“Fotoğraflar masumiyeti sergiler, kendi yıkımlarına doğru ilerleyen hayatların zayıflığını gösterir ve fotoğraf ile ölüm arasındaki bu bağ, bir hayalet gibi bütün insan fotoğraflarının üzerinde gezinir.” Susan Sontag
Hayatımızdaki kırılma anlarını bize hatırlatan şeyler vardır.Kimi zaman bir koku, kimi zaman bir şarkı, bazen de bir fotoğraf o an ile özdeşleşir. Kerem Görkem, Aile Fotoğrafı’nda bir ailenin dağılışını farklı karakterlerin bakış açıları üzerinden ele alırken, bu süreci bir fotoğraf karesinin izini sürerek aktarıyor.

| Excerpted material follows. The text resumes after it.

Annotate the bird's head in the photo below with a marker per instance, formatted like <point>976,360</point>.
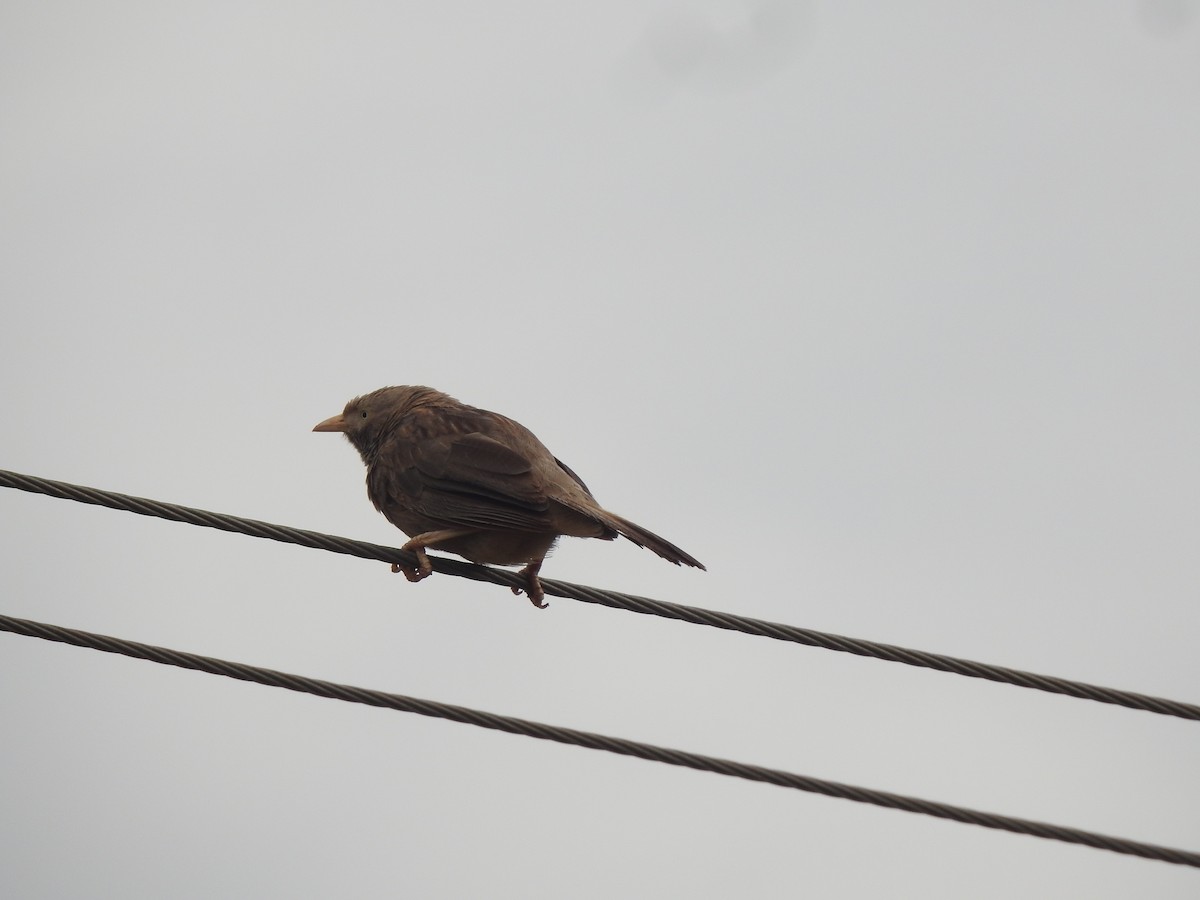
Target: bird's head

Aile Fotoğrafı, ayna kenarına iliştirilmiş, süslü bir çerçeveye konmuş ya da cüzdan içine sıkıştırılmış; eski bir albüm içinde küflenmiş, bir sahafın tezgâhında birkaç kuruşa satılmayı bekleyen, sararmış, yıpranmış fotoğraflara bakarken, bir fotoğrafın içine gizlenen hikâyeleri keşfetme hissini kamçılayan bir ilk roman.